Ecoando Jacques Demy em seus clássicos com música e desencontros amorosos como “Os Guardas Chuvas do Amor” e “Duas Garotas Românticas”, Nicolas Maury apresenta um conto sobre ciúmes, afeto, ansiedades e inseguranças em “Garoto Chiffon” – uma das estreias na plataforma Reserva Imovision deste mês. Maury, que é cineasta e ator mais reconhecido pelo papel hilário que desempenha no hit “Dix Pour cent” (Netflix) como o ácido Hervé, mostra polivalência como outros colegas da produção que também se arriscam na direção, como Grégory Montel e Laure Calamy – que inclusive faz uma pontinha nesse Garoto Chiffon.

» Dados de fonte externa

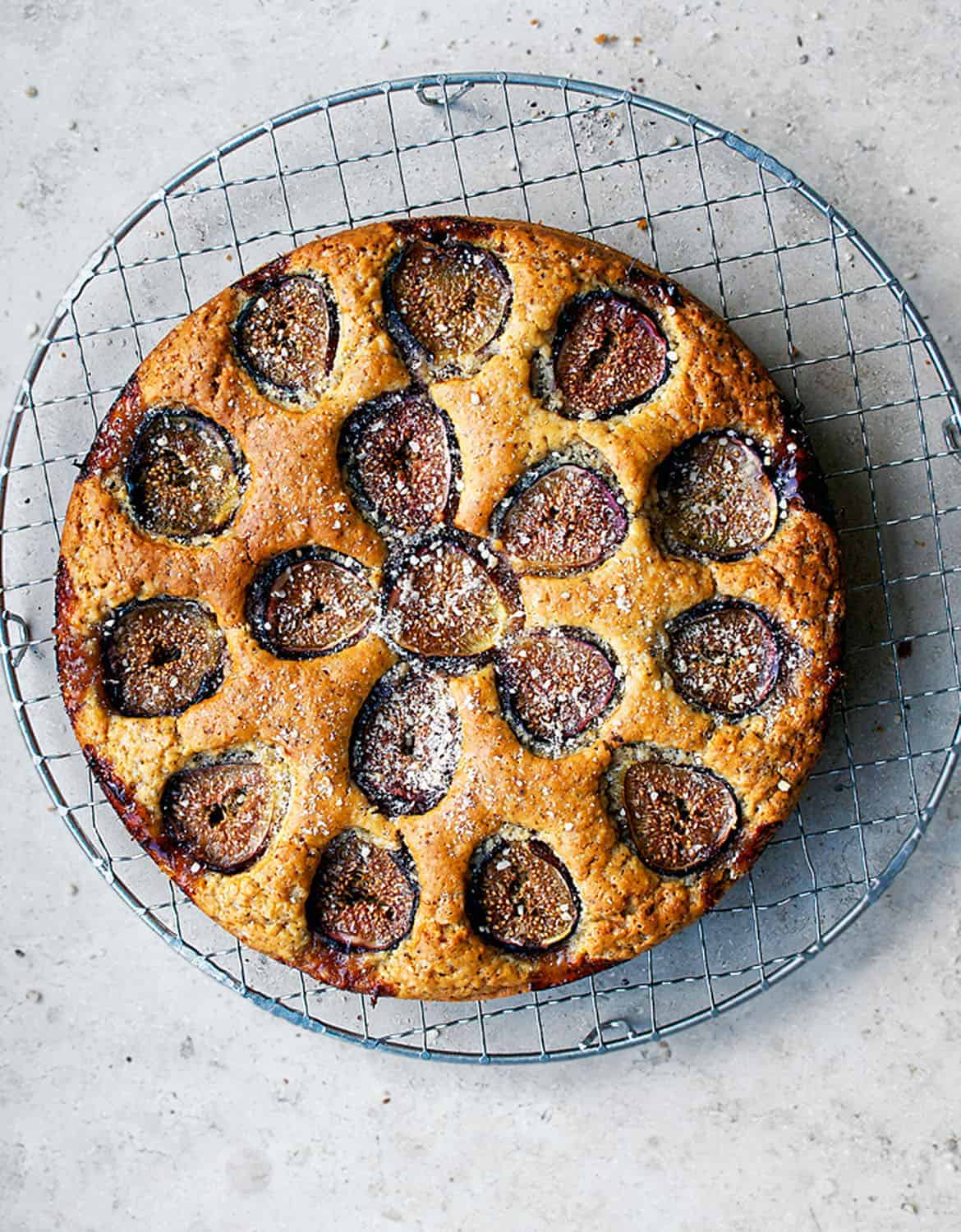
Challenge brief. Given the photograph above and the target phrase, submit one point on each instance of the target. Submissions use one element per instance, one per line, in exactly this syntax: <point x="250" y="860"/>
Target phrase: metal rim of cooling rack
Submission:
<point x="11" y="650"/>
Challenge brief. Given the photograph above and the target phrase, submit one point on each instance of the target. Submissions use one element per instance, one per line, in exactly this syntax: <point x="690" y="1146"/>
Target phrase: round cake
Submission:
<point x="451" y="608"/>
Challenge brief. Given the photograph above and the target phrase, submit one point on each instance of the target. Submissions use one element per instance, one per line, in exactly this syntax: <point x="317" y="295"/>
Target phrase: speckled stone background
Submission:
<point x="136" y="1092"/>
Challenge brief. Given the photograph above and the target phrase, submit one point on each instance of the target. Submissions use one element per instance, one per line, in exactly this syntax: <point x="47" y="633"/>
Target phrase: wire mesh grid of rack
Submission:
<point x="825" y="313"/>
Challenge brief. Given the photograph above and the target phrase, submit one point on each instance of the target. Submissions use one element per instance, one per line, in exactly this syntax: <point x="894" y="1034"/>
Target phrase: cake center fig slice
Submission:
<point x="679" y="816"/>
<point x="556" y="685"/>
<point x="406" y="742"/>
<point x="562" y="520"/>
<point x="724" y="657"/>
<point x="609" y="355"/>
<point x="221" y="815"/>
<point x="401" y="462"/>
<point x="450" y="600"/>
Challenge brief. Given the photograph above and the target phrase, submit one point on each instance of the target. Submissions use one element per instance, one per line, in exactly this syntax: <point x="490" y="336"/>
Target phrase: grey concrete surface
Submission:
<point x="137" y="1093"/>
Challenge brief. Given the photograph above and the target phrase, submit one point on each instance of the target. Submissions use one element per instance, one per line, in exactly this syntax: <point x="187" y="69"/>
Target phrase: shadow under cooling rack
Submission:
<point x="801" y="287"/>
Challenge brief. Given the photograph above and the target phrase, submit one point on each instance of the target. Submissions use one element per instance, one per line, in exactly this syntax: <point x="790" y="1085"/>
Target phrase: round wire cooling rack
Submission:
<point x="811" y="297"/>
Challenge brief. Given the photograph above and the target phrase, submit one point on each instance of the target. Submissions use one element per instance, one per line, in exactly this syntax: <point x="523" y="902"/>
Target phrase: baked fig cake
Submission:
<point x="451" y="608"/>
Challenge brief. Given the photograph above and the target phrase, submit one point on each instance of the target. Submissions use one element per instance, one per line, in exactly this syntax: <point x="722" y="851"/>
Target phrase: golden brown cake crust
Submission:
<point x="306" y="709"/>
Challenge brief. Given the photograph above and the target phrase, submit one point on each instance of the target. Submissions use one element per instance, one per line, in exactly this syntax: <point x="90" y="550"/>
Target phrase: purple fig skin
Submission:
<point x="724" y="657"/>
<point x="406" y="742"/>
<point x="556" y="685"/>
<point x="308" y="603"/>
<point x="561" y="522"/>
<point x="401" y="462"/>
<point x="609" y="356"/>
<point x="286" y="337"/>
<point x="364" y="896"/>
<point x="680" y="817"/>
<point x="520" y="897"/>
<point x="162" y="655"/>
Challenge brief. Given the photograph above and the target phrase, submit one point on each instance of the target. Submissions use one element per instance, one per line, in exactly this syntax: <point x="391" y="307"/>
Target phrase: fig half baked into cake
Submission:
<point x="451" y="608"/>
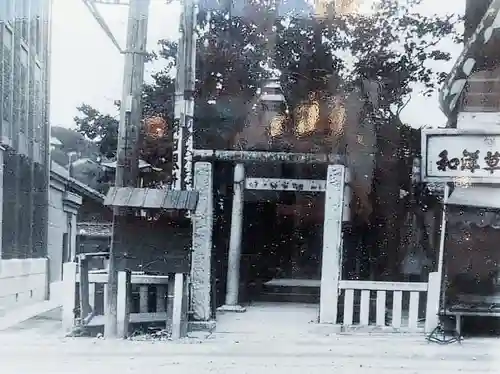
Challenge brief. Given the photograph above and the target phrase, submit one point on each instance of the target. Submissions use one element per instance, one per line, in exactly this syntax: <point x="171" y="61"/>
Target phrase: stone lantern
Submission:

A produção acompanha um homem na casa dos 30 anos com uma profunda dependência emocional do namorado, Albert (Arnaud Valois). Ele ainda rejeita a mãe (vivida pela sempre esplendorosa Nathalie Baye), não quer nem saber de lidar com o luto do pai, que já faleceu há alguns anos, mas com quem nunca se sentiu conectado. Para completar, está vivendo um momento de profundo vazio existencial. Ele é ator, se chama Jérémie, mas, desde a infância recebeu o apelido de “Chiffon”, como um adesivo colado a sua frágil auto-estima. A mãe se refere a “Chiffon” como um pano velho, daqueles que vive jogado em algo canto aleatório da casa, pois, Jérémie gostava de se esconder e se refugiar com frequência.

De volta para o presente, em Paris, a vida de Jérémie ao longo de poucos dias entra em uma espiral desastrosa: ele não consegue ir bem em audições, não obtém o trabalho que esperava numa produção, não consegue manter o relacionamento amoroso já que, no auge da insanidade, resolve que é uma boa instalar câmeras de vigilância no apartamento para ficar de olho em Albert. Com isso resolve voltar pra casa e pro colo da mãe Bernadette. E ela, super protetora, só o infantiliza mais, porém, pelo menos, ele começa a sair do casulo com a aproximação de Kevin (Theo Christine), um jovem hetero com pinta de galã, que ajuda Bernadette.

ENCONTRO CONSIGO MESMO

Nesse estudo de personagem, Maury consegue comover, atrair empatia e também antipatia pelo seu personagem, um homem adulto, cheio de ‘white people problems‘ mas que canta para espantar os males e também atrair amores. A sequência em que está na piscina com Kevin, se abrindo e podendo refletir sobre como a possessividade desgasta sua vida e seus afetos, é singela. Maury não ousa em aspectos narrativos, fazendo uma direção segura e clássica, desta história linear de encontro consigo mesmo.

Jérémie volta de casa na companhia de um lindo husky siberiano caramelo, que lhe foi presenteado, e com esse apoio emocional consegue se perdoar e pedir desculpas aqueles que magoou. E aí, como mágica, tudo flui – vai bem nas audições, passa a acreditar que é digno de amor. E até é surpreendido pela vida.

A cena final, também embalada pelo tom musical com Maury cantando, acalenta o peito. Independente da presença do romance ou não, ali Jérémie entende que tudo vai ficar bem.